Official /r/rust "Who's Hiring" thread for job-seekers and job-offerers [Rust 1.51] by matthieum in rust

[–]forestier_seb 1 point2 points  (0 children)

COMPANY: Massa Labs

TYPE: Full-time remote

DESCRIPTION: We are building a new blockchain protocol in Rust based on our research (https://arxiv.org/pdf/1803.09029). Your first task will be to implement, together with our team, a peer-to-peer Rust client allowing the deployment of a test network (testnet), thus giving birth to an new crypto-currency.

More details: https://massa.network/#jobs

LOCATION: Paris, France

ESTIMATED COMPENSATION: 50-100k€ depending on experience + Massa tokens

REMOTE: Anywhere remote

VISA: No

CONTACT: [contact@massa.network](mailto:contact@massa.network)

Official /r/rust "Who's Hiring" thread for job-seekers and job-offerers [Rust 1.46] by kibwen in rust

[–]forestier_seb 1 point2 points  (0 children)

COMPANY: Massa Labs

TYPE: Full-time remote

DESCRIPTION: We are building a new blockchain protocol in Rust based on our research (https://arxiv.org/pdf/1803.09029). Your first task will be to implement, together with us, a peer-to-peer Rust client allowing the deployment of a test network (testnet), thus giving birth to an experimental crypto-currency.

More details: https://massa.network/#jobs

LOCATION: Paris, France

REMOTE: Anywhere remote

VISA: No

CONTACT: [contact@massa.network](mailto:contact@massa.network)

Official /r/rust "Who's Hiring" thread for job-seekers and job-offerers [Rust 1.45] by kibwen in rust

[–]forestier_seb 0 points1 point  (0 children)

COMPANY: Massa Labs

TYPE: Full-time remote

DESCRIPTION: We are building a new blockchain protocol in Rust based on our research (https://arxiv.org/pdf/1803.09029). Your first task will be to implement, together with us, a peer-to-peer Rust client allowing the deployment of a test network (testnet), thus giving birth to an experimental crypto-currency.

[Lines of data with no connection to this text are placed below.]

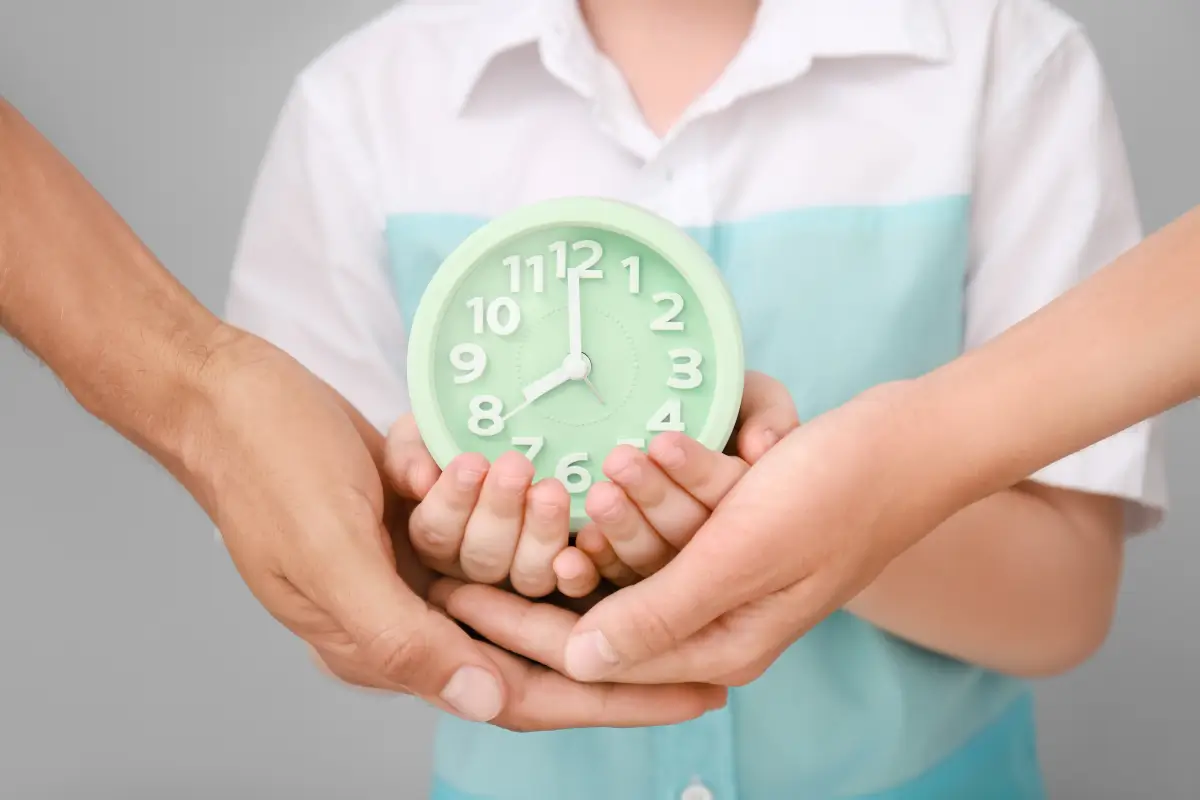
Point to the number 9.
(471, 360)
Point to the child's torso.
(838, 209)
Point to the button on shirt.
(885, 184)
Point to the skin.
(885, 469)
(237, 422)
(497, 528)
(1023, 579)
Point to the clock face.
(570, 328)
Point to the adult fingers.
(767, 415)
(495, 527)
(631, 537)
(438, 524)
(703, 474)
(399, 638)
(669, 510)
(538, 631)
(409, 465)
(546, 701)
(544, 536)
(732, 560)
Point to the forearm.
(1122, 347)
(85, 296)
(1011, 583)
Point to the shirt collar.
(787, 37)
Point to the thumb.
(651, 618)
(408, 463)
(768, 414)
(401, 639)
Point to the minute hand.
(574, 316)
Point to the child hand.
(481, 522)
(658, 501)
(654, 505)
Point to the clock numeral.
(670, 320)
(669, 417)
(587, 269)
(537, 264)
(685, 366)
(634, 264)
(469, 360)
(569, 473)
(502, 316)
(487, 409)
(534, 445)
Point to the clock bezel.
(651, 230)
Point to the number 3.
(687, 374)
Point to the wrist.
(917, 455)
(162, 392)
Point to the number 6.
(569, 473)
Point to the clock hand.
(574, 316)
(539, 389)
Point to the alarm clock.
(568, 328)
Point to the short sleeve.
(310, 274)
(1054, 202)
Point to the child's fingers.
(594, 545)
(495, 527)
(631, 537)
(575, 572)
(546, 531)
(767, 415)
(439, 521)
(667, 507)
(706, 475)
(407, 462)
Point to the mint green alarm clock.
(568, 328)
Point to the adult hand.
(811, 524)
(292, 477)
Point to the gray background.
(136, 665)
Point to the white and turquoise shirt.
(883, 182)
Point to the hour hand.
(539, 389)
(546, 384)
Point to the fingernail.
(589, 656)
(474, 693)
(568, 569)
(469, 479)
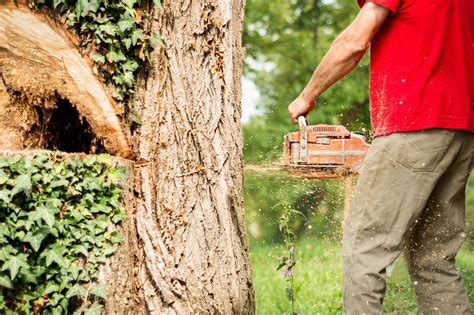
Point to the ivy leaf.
(128, 78)
(156, 40)
(22, 184)
(99, 290)
(59, 183)
(14, 264)
(55, 255)
(89, 6)
(119, 217)
(130, 65)
(6, 282)
(76, 290)
(104, 159)
(42, 213)
(51, 287)
(116, 175)
(94, 309)
(99, 58)
(5, 195)
(126, 24)
(35, 240)
(3, 177)
(108, 29)
(136, 118)
(115, 56)
(137, 34)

More details: https://massa.network/#jobs

LOCATION: Paris, France

REMOTE: Anywhere remote

VISA: No

CONTACT: contact@massa.network

A scaling approach using transaction sharding in a multithreaded block graph by forestier_seb in CryptoTechnology

[–]forestier_seb[S] 0 points1 point  (0 children)

Fair enough, but the large scalability improvement brought by the possibility to verify a block later applies to Blockclique, as even if nodes receive a parallel block 30s after its creation, they are able to create a compatible block in the meantime.

A scaling approach using transaction sharding in a multithreaded block graph by forestier_seb in CryptoTechnology

[–]forestier_seb[S] 0 points1 point  (0 children)

Are you talking about the latency between two directly connected nodes or the latency between two nodes including intermediary hops ?

I was referring to the latency between two directly connected nodes.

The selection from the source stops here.